I'm also failing to convert such a list to an array to select only N most recent entries.

And after that I will need to count number of objects per group in some way.


Overall, looks like I need an extremely intuitive explanation on how arrays and lists of objects convert to each other, and how to modify some of their fields and, after that, to extract only fields required. The tutorials I've found so far did not help, unfortunately.

回答1:

Assuming your input file is:

cat file
{"modified":"Mon Sep 25 14:20:00 +0000 2018","object_id":1,"class_id":"C"}
{"modified":"Mon Sep 25 14:23:00 +0000 2018","object_id":2,"class_id":"A"}
{"modified":"Mon Sep 25 14:21:00 +0000 2018","object_id":3,"class_id":"B"}
{"modified":"Mon Sep 25 14:22:00 +0000 2018","object_id":4,"class_id":"A"}

You can try the following:

<file jq -s '
   [ .[] | 
     (.modified |= (strptime("%a %b %d %H:%M:%S +0000 %Y") | mktime)) 
   ] | 
   sort_by(.modified) |              # sort using converted time
   .[-3:] |                          # take the last 3
   group_by(.class_id) |             # group ids together
   .[] |                             
   {(.[0].class_id): length}'        # create the object using the id name and table length
{
   "A": 2
}
{
  "B": 1
}

Note that on my system, the option %z of strptime isn't working. So I replaced it with +0000 (which is anyway not used in the time conversion).



回答2:

The accepted answer uses the -s command-line option, which requires that the entire input data fit into memory. For very large data sets, this may not be possible.

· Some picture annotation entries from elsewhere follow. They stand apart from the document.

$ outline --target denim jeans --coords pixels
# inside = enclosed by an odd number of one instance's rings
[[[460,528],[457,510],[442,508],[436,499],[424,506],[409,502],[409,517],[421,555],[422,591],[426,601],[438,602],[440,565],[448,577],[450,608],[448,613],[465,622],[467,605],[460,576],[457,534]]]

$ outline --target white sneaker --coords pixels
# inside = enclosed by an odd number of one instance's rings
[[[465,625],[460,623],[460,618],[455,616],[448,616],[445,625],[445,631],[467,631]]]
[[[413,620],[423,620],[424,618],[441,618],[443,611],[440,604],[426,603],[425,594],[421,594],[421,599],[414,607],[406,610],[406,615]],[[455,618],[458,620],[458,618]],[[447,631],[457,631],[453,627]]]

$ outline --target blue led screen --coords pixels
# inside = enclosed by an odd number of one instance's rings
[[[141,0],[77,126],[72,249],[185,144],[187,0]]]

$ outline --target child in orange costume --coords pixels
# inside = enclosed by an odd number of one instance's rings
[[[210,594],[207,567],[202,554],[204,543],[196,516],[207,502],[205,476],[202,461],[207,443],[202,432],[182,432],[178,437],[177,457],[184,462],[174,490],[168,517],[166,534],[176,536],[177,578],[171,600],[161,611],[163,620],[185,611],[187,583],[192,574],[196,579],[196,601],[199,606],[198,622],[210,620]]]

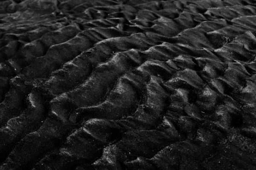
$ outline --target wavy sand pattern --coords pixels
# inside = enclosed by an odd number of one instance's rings
[[[0,0],[0,170],[256,169],[256,0]]]

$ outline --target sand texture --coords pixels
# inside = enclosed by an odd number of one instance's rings
[[[0,170],[256,170],[256,0],[0,0]]]

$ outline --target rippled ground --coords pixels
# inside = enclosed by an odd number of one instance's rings
[[[0,169],[256,169],[256,6],[1,0]]]

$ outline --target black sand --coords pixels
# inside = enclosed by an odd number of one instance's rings
[[[256,170],[256,0],[0,0],[0,170]]]

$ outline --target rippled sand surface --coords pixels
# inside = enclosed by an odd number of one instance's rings
[[[0,0],[0,170],[256,169],[256,0]]]

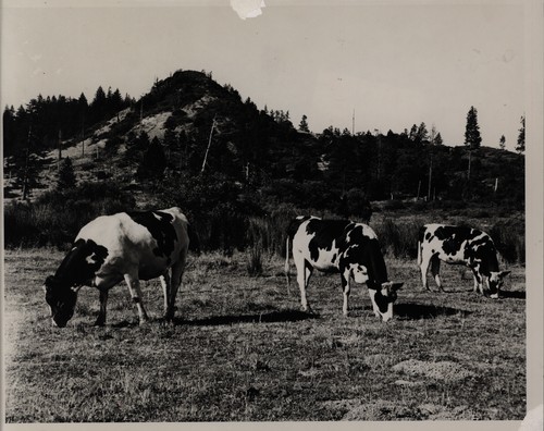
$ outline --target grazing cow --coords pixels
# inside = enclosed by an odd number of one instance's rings
[[[393,317],[393,303],[403,283],[387,280],[387,270],[378,237],[368,225],[349,220],[321,220],[317,217],[296,218],[287,232],[285,273],[289,281],[289,241],[297,268],[300,303],[310,310],[306,288],[313,269],[339,272],[344,293],[343,312],[347,316],[350,279],[367,283],[372,308],[384,322]]]
[[[158,276],[164,293],[164,317],[172,320],[189,235],[193,238],[187,219],[178,208],[120,212],[92,220],[79,231],[55,274],[46,280],[46,300],[53,324],[66,325],[74,315],[77,292],[87,285],[100,291],[100,312],[95,324],[103,325],[108,291],[123,280],[141,324],[148,317],[139,280]]]
[[[425,224],[420,229],[418,239],[418,264],[423,290],[430,291],[426,271],[431,264],[436,285],[444,292],[440,278],[441,260],[469,267],[474,275],[474,292],[484,294],[485,288],[492,298],[498,298],[503,279],[510,273],[498,270],[495,244],[485,232],[466,226]]]

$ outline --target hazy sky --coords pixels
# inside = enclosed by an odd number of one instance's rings
[[[244,21],[228,0],[85,3],[3,1],[2,109],[38,94],[90,102],[99,85],[138,98],[176,70],[206,70],[260,109],[289,111],[295,126],[306,114],[313,132],[351,130],[355,110],[356,131],[424,122],[459,145],[474,106],[483,145],[504,134],[516,146],[521,2],[264,0]]]

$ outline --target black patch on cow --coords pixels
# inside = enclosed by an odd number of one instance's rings
[[[489,236],[469,243],[465,249],[465,259],[471,267],[480,267],[479,271],[483,275],[489,276],[492,271],[498,272],[497,250]]]
[[[54,279],[65,287],[90,284],[107,257],[108,249],[104,246],[92,239],[79,238],[62,260]]]
[[[289,237],[289,239],[293,242],[293,237],[295,236],[295,234],[297,233],[298,231],[298,227],[300,227],[300,224],[302,224],[305,221],[309,220],[311,217],[310,216],[304,216],[304,217],[300,217],[300,218],[297,218],[297,219],[294,219],[288,227],[287,227],[287,236]]]
[[[423,243],[423,241],[431,241],[431,233],[426,230],[426,226],[421,226],[418,232],[418,241]]]
[[[382,283],[387,281],[387,269],[378,239],[364,235],[360,224],[354,224],[346,229],[341,243],[341,253],[343,253],[341,268],[346,268],[351,263],[362,264],[368,271],[368,287],[379,290]]]
[[[333,242],[336,239],[338,243],[338,238],[344,235],[349,224],[351,224],[349,220],[310,220],[306,225],[306,233],[314,235],[308,245],[311,259],[314,261],[319,259],[320,249],[331,250]]]
[[[374,295],[374,300],[375,304],[381,312],[387,311],[387,307],[390,306],[390,303],[394,303],[395,299],[397,298],[396,293],[390,294],[388,297],[382,295],[382,291],[380,288],[376,290],[376,293]]]
[[[146,227],[157,242],[153,254],[157,257],[165,257],[170,263],[170,256],[174,251],[177,234],[172,224],[174,217],[162,211],[128,212],[135,223]]]

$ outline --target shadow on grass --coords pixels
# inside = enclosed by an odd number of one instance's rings
[[[472,313],[472,311],[444,306],[411,303],[395,305],[395,316],[400,320],[434,319],[441,316],[467,317],[470,313]]]
[[[520,291],[500,291],[502,298],[526,299],[526,292]]]
[[[319,315],[312,315],[298,310],[267,311],[242,316],[210,316],[203,319],[185,320],[174,318],[174,324],[189,327],[214,327],[233,323],[274,323],[274,322],[298,322],[300,320],[316,319]]]

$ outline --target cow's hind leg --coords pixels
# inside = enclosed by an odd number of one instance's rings
[[[474,278],[474,293],[483,295],[483,279],[478,273],[478,270],[472,268],[472,275]]]
[[[306,287],[310,280],[313,267],[304,258],[301,254],[294,254],[295,266],[297,267],[297,282],[300,290],[300,308],[302,311],[312,312],[306,297]]]
[[[348,305],[348,299],[349,299],[349,292],[350,292],[350,278],[351,274],[348,269],[345,269],[343,272],[341,272],[341,279],[342,279],[342,293],[344,294],[344,304],[342,307],[342,312],[344,316],[347,316],[349,305]]]
[[[144,308],[144,304],[141,301],[141,290],[139,287],[139,279],[134,274],[125,274],[125,282],[128,286],[128,291],[131,292],[131,297],[133,303],[136,304],[136,308],[138,309],[139,323],[143,324],[148,321],[146,309]]]
[[[426,284],[426,272],[429,271],[429,263],[431,261],[431,257],[425,255],[425,250],[421,251],[421,262],[419,264],[419,269],[421,271],[421,284],[423,285],[423,291],[431,291],[429,285]]]
[[[100,290],[100,310],[98,311],[98,318],[95,322],[95,327],[103,327],[106,324],[106,306],[108,304],[108,290]]]
[[[433,256],[431,259],[431,273],[433,274],[434,282],[436,283],[436,286],[438,287],[438,291],[445,292],[444,287],[442,287],[442,281],[441,281],[441,260],[438,259],[437,256]]]

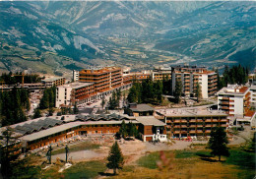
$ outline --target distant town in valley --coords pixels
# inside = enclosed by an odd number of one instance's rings
[[[0,179],[255,179],[254,1],[0,1]]]
[[[255,74],[240,65],[226,66],[222,75],[218,69],[183,64],[142,72],[117,66],[74,70],[72,79],[26,71],[0,78],[1,144],[3,151],[10,150],[8,165],[19,170],[14,158],[37,158],[35,166],[27,167],[35,167],[36,176],[72,176],[69,167],[104,160],[114,141],[125,157],[138,149],[141,157],[174,149],[185,149],[178,151],[183,154],[208,152],[205,148],[218,127],[235,152],[255,144]],[[79,154],[84,149],[93,153]],[[140,163],[129,157],[127,165]],[[107,175],[104,167],[98,169]],[[83,171],[76,176],[84,176]]]

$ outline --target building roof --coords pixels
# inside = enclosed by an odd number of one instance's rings
[[[155,109],[148,104],[137,104],[137,107],[130,108],[133,112],[154,111]]]
[[[32,133],[32,134],[30,134],[27,136],[23,136],[20,139],[25,140],[25,141],[34,141],[34,140],[41,139],[46,136],[50,136],[50,135],[65,131],[67,129],[79,126],[79,125],[81,125],[81,123],[82,122],[73,122],[73,123],[63,124],[60,126],[56,126],[56,127],[52,127],[52,128],[49,128],[46,130],[39,131],[37,133]]]
[[[217,94],[244,95],[249,88],[238,85],[227,85],[217,92]]]
[[[52,77],[52,78],[44,79],[44,80],[42,80],[42,82],[54,82],[54,81],[57,81],[60,79],[65,79],[65,78],[64,77]]]
[[[75,120],[81,120],[81,121],[122,121],[122,120],[130,120],[130,118],[127,118],[125,116],[118,115],[116,113],[112,114],[90,114],[90,115],[77,115]]]
[[[125,123],[138,123],[138,121],[136,120],[125,120]],[[121,124],[122,120],[120,121],[86,121],[86,122],[80,122],[80,121],[76,121],[76,122],[70,122],[70,123],[66,123],[66,124],[62,124],[60,126],[56,126],[56,127],[52,127],[46,130],[42,130],[36,133],[32,133],[27,136],[23,136],[20,139],[24,140],[24,141],[34,141],[34,140],[38,140],[47,136],[51,136],[54,135],[56,133],[60,133],[63,131],[66,131],[68,129],[71,128],[75,128],[81,125],[108,125],[108,124]]]
[[[157,110],[166,117],[204,117],[204,116],[227,116],[220,110],[199,110],[199,109],[160,109]]]
[[[65,84],[63,86],[60,86],[58,88],[72,88],[72,89],[81,89],[83,87],[87,87],[87,86],[91,86],[93,85],[94,83],[79,83],[79,82],[76,82],[76,83],[71,83],[71,84]]]
[[[62,124],[63,121],[57,120],[57,119],[52,119],[52,118],[44,118],[44,119],[39,119],[37,121],[32,121],[31,123],[25,123],[23,125],[16,125],[14,127],[15,132],[21,133],[23,135],[25,134],[31,134],[36,131],[40,131],[41,129],[47,129],[49,127],[53,127],[56,125]]]
[[[139,116],[136,117],[136,120],[144,126],[165,126],[165,123],[153,116]]]

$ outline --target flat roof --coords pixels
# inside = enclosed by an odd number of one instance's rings
[[[74,128],[76,126],[80,126],[81,122],[73,122],[73,123],[67,123],[60,126],[52,127],[46,130],[39,131],[37,133],[32,133],[31,135],[23,136],[20,139],[25,141],[34,141],[37,139],[44,138],[46,136],[51,136],[53,134],[65,131],[70,128]]]
[[[249,90],[248,87],[228,85],[217,92],[217,94],[244,95]]]
[[[160,121],[154,116],[139,116],[136,117],[136,120],[144,126],[165,126],[165,123]]]
[[[52,78],[47,78],[47,79],[44,79],[44,80],[41,80],[43,82],[54,82],[54,81],[57,81],[57,80],[60,80],[60,79],[65,79],[64,77],[52,77]]]
[[[136,104],[136,107],[130,107],[133,112],[144,112],[144,111],[154,111],[155,109],[148,104]]]
[[[160,109],[157,111],[166,117],[227,116],[220,110]]]
[[[139,123],[136,120],[124,120],[125,123]],[[37,139],[41,139],[47,136],[51,136],[53,134],[59,133],[59,132],[63,132],[66,131],[68,129],[74,128],[74,127],[78,127],[78,126],[82,126],[82,125],[108,125],[108,124],[121,124],[121,121],[86,121],[86,122],[70,122],[70,123],[66,123],[66,124],[62,124],[60,126],[56,126],[56,127],[52,127],[50,129],[46,129],[46,130],[42,130],[39,131],[37,133],[32,133],[27,136],[23,136],[20,139],[24,140],[24,141],[34,141]]]
[[[80,83],[80,82],[76,82],[76,83],[71,83],[71,84],[65,84],[65,85],[60,86],[58,88],[80,89],[80,88],[91,86],[91,85],[94,85],[94,83]]]

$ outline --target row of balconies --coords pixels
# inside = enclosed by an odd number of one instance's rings
[[[190,119],[190,120],[186,120],[186,119],[174,119],[174,120],[166,120],[167,123],[191,123],[191,122],[224,122],[227,119]]]

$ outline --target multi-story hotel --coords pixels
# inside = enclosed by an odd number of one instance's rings
[[[95,86],[93,83],[72,83],[56,88],[56,107],[74,105],[94,100]]]
[[[250,91],[251,91],[251,106],[254,109],[256,109],[256,81],[252,82]]]
[[[250,111],[251,92],[249,88],[228,85],[217,93],[218,109],[224,111],[229,116],[248,116]]]
[[[171,137],[209,136],[214,127],[228,126],[227,114],[217,110],[162,109],[167,133]]]
[[[94,70],[82,70],[79,81],[94,83],[96,92],[105,92],[119,89],[123,85],[122,69],[119,67],[105,67]]]
[[[177,81],[182,83],[182,92],[189,96],[195,93],[197,84],[201,86],[202,97],[208,98],[217,92],[217,74],[206,67],[173,66],[171,67],[171,88],[175,90]]]
[[[171,78],[171,68],[159,67],[155,68],[152,72],[153,81],[162,81],[163,79]]]
[[[42,84],[45,85],[45,87],[53,87],[53,86],[63,86],[65,84],[66,79],[64,77],[53,77],[53,78],[47,78],[42,80]]]
[[[73,70],[73,82],[79,81],[79,71]]]

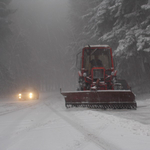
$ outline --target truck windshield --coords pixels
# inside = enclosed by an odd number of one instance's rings
[[[93,63],[95,60],[97,60],[99,64],[95,65],[95,63]],[[104,67],[105,69],[111,69],[112,64],[110,49],[84,49],[83,67],[88,70],[89,73],[92,67]]]

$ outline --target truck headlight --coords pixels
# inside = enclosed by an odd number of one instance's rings
[[[30,94],[29,94],[29,97],[30,97],[30,98],[32,98],[32,97],[33,97],[33,94],[32,94],[32,93],[30,93]]]

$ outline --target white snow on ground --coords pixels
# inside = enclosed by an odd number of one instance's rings
[[[150,95],[137,110],[65,108],[60,93],[0,98],[0,150],[148,150]]]

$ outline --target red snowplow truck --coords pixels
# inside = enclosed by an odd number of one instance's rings
[[[123,79],[117,79],[112,49],[108,45],[87,45],[82,50],[77,91],[61,91],[65,106],[136,109],[135,95]]]

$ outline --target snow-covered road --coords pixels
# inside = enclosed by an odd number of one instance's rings
[[[150,98],[141,99],[137,110],[96,110],[66,109],[59,93],[0,98],[0,150],[148,150]]]

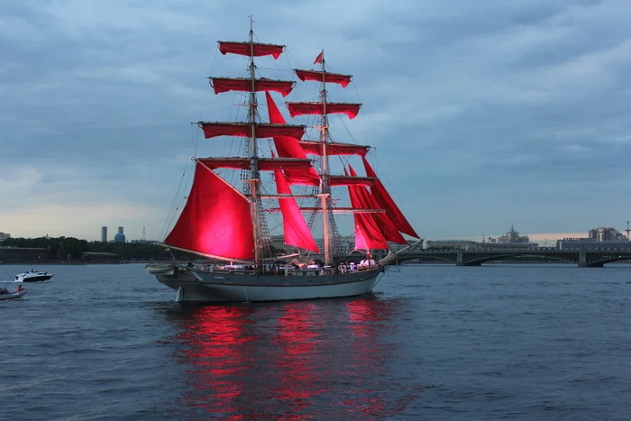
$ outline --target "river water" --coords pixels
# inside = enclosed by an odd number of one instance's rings
[[[220,307],[142,265],[37,269],[0,301],[2,420],[630,419],[628,266],[409,265],[368,297]]]

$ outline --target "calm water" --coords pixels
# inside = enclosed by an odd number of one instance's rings
[[[0,301],[0,419],[631,413],[630,267],[407,266],[367,297],[231,307],[180,307],[141,265],[37,269]]]

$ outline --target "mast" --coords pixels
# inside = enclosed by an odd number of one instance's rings
[[[328,140],[328,119],[326,118],[326,69],[325,69],[325,50],[321,53],[322,64],[322,125],[320,127],[320,142],[322,142],[322,188],[320,200],[322,201],[322,237],[325,246],[325,264],[330,265],[331,261],[331,237],[329,229],[329,198],[331,197],[331,187],[329,186],[329,158],[326,151]],[[317,60],[317,59],[316,59]]]
[[[251,219],[252,219],[252,234],[254,237],[254,265],[259,266],[261,262],[260,233],[259,226],[259,153],[257,151],[256,142],[256,67],[254,65],[254,20],[250,16],[250,80],[251,90],[250,92],[250,115],[249,123],[251,124],[251,135],[250,137],[250,163],[251,163],[251,177],[250,177],[250,191],[251,194]]]

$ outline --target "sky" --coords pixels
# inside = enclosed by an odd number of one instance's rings
[[[7,0],[0,231],[163,239],[191,156],[233,147],[190,123],[242,114],[206,78],[242,76],[243,59],[216,41],[245,41],[249,15],[257,41],[287,45],[257,60],[263,76],[313,69],[323,49],[331,71],[353,75],[332,96],[361,102],[361,114],[333,119],[332,133],[374,148],[424,238],[481,239],[511,223],[537,241],[626,228],[626,0]]]

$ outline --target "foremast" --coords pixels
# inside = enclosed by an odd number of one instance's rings
[[[250,193],[251,195],[251,219],[252,219],[252,236],[254,238],[254,264],[260,266],[262,262],[261,259],[261,220],[259,210],[261,206],[261,199],[259,198],[259,189],[261,186],[261,174],[259,173],[259,151],[256,142],[256,66],[254,64],[254,21],[250,16],[250,81],[251,91],[249,100],[249,115],[248,122],[251,124],[251,135],[250,137],[250,165],[251,174],[250,179]]]
[[[317,252],[317,246],[306,223],[300,215],[296,197],[286,188],[285,175],[292,180],[317,180],[319,177],[306,159],[299,142],[305,134],[304,125],[288,124],[282,116],[261,123],[258,113],[258,92],[270,91],[283,96],[293,89],[294,81],[257,78],[255,57],[282,54],[285,46],[254,41],[253,21],[246,41],[219,41],[219,51],[248,58],[246,78],[210,77],[215,94],[228,91],[246,93],[247,117],[242,122],[197,122],[206,139],[217,136],[245,138],[242,157],[197,158],[196,174],[189,198],[165,243],[181,250],[224,261],[249,261],[256,270],[271,257],[267,220],[261,199],[277,199],[281,204],[283,230],[288,244]],[[260,157],[258,139],[272,138],[279,157]],[[217,169],[242,169],[242,192],[217,174]],[[261,171],[277,175],[278,195],[261,194]],[[282,179],[280,179],[282,178]],[[310,195],[310,197],[315,196]]]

Since the release of jq 1.5 (in 2015), an alternative is available. Here, therefore, a memory-efficient solution using inputs is presented.

The key functionality is encapsulated in the following jq filter:

# Return an array of n items as if by 
# [stream] | sort_by(filter) | .[-n:]
def maxn(stream; filter; n):
  def maxn:
    sort_by(filter) | .[-n :];
  reduce stream as $x ([]; . + [$x] | maxn);

A solution to the problem at hand (with N==3) can now be obtained in just three additional lines:

maxn(inputs; .modified | strptime("%a %b %d %H:%M:%S +0000 %Y") | mktime; 3)
| group_by(.class_id)[]
| {(.[0].class_id): length}

Note that this assumes the -n command-line option is used. If it is omitted, the first line of input will be ignored.

Large N

For large datasets, if the value of N is also large, it would probably be worth the trouble to tweak the above to use jq’s support fot binary search (bsearch) instead of sort_by. It might similarly be worthwhile cacheing the mktime values.